Parsons School of Design partners with UNDP Africa

Nov 21, 2016

Parsons School of Design is currently working on a data visualization site for UNDP Africa’s report on economic inequality in Africa scheduled for release in early 2017. Photo: Parsons School of Design

The New York-based school will provide data visualization tools for the Regional Bureau’s upcoming report on economic inequality in Africa

New York —  UNDP’s Regional Bureau for Africa and New York’s Parsons School of Design have announced their intention to launch a partnership under which data visualization tools designed by Parsons students will power UNDP Africa’s flagship reports.

This announcement formalizes a relationship that began in early 2015 as Parsons School of Design students set out to work on UNDP’s 2016 Africa Human Development Report. As part of that project, they created striking visualizations exploring gender equality and women’s empowerment; linkages between gender equality, human development, and structural transformation; equal opportunities for economic, sociocultural, and political advancement; the influence of social norms; and legislative policies for achieving Africa’s development agenda.

This exciting partnership is a win-win for all. It exposes the Parsons School of Design students to real life issues while the data visualization tools help to effectively communicate complex issues among a wider audience. And this ties in well with UNDP’s goal to make our work accessible to a large group of experts, policymakers  and the  public  and at the same time contribute to developing skills and discovering talents” says UNDP Africa Chief Economist Ayodele Odusola.

Launched in the fall of 2015, the Data Visualization M.Sc. is a multidisciplinary programme that enables students to explore and develop skills across the dynamic intersection of visual design, computer science, and statistical analysis.

“In today’s world, as the presentation of data has become increasingly important to shaping opinion, policy, and decision making in all sectors, data visualization is an essential tool,” says Aaron Hill, the director of the programme. “The rising demand for experts to turn vast amounts of data into insight and action gives graduates of this program a very competitive edge.”

As Hill points out, the fields of data science and visualization are growing at a rapid pace as an estimated 1.5 million data interpretation–related jobs in the United States are currently waiting to be filled.
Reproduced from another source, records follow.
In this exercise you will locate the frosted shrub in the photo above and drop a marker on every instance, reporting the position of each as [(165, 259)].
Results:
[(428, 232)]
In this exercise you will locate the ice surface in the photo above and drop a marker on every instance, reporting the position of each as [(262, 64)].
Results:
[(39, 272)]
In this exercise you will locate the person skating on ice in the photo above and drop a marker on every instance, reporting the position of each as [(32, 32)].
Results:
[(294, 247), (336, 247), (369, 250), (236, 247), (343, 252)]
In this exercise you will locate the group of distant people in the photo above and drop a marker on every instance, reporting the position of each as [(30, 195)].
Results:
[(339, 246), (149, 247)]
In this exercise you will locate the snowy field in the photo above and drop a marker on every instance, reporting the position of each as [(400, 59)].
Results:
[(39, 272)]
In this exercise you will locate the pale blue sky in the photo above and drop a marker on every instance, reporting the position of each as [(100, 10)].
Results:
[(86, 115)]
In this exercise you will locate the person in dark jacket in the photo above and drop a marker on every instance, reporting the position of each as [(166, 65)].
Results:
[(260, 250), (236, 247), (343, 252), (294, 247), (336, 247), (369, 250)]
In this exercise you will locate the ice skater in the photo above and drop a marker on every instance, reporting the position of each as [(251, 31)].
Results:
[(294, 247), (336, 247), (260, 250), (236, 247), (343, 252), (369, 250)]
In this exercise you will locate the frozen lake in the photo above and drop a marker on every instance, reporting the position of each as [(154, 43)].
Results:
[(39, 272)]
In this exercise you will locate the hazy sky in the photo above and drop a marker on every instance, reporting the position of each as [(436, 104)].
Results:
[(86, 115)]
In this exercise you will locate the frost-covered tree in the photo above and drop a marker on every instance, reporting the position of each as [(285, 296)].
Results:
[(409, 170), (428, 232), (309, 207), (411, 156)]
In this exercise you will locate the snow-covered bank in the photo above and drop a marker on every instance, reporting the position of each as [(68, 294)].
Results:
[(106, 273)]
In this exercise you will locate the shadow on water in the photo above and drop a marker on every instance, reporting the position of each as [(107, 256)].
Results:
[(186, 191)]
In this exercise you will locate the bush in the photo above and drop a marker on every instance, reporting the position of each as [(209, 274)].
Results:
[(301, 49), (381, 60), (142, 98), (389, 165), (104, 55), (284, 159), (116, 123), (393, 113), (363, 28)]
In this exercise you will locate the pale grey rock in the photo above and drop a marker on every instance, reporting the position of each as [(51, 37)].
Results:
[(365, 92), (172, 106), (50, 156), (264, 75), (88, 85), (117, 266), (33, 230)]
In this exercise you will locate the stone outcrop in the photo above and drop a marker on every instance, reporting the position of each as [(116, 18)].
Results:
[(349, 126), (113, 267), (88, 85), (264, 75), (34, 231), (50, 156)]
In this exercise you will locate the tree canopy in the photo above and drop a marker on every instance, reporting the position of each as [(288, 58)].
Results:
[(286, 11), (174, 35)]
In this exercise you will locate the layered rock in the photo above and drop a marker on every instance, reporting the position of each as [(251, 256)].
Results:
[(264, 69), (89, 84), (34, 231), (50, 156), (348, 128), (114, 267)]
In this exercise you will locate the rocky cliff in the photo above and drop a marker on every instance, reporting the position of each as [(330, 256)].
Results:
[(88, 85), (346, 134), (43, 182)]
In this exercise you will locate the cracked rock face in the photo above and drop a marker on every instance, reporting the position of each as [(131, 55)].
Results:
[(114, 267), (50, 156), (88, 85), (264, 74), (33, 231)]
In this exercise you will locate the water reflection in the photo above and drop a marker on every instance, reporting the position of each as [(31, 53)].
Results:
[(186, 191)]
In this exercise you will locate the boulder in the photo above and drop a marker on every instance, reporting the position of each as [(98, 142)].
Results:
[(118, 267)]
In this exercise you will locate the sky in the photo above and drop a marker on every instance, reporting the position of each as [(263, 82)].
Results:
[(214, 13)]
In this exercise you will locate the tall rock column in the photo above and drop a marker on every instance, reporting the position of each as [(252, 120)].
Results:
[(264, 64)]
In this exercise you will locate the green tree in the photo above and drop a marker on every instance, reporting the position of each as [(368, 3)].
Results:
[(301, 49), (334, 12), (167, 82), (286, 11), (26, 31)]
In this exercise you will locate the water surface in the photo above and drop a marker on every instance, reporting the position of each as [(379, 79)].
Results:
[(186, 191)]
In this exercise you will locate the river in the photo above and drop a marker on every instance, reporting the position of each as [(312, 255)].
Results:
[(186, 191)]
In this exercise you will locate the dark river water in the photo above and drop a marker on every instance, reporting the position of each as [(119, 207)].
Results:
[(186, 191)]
As the partnership has now been integrated into the Data Visualization curriculum, Parsons School of Design confirmed that its students are currently working on a data visualization site for UNDP Africa’s upcoming report —Growth, Poverty and Inequality Interactions in Africa—, scheduled for release in early 2017.

“We are optimistic that the lessons from this partnership will shape our approach to communicating research findings to policymakers and the public in the years ahead” added Odusola.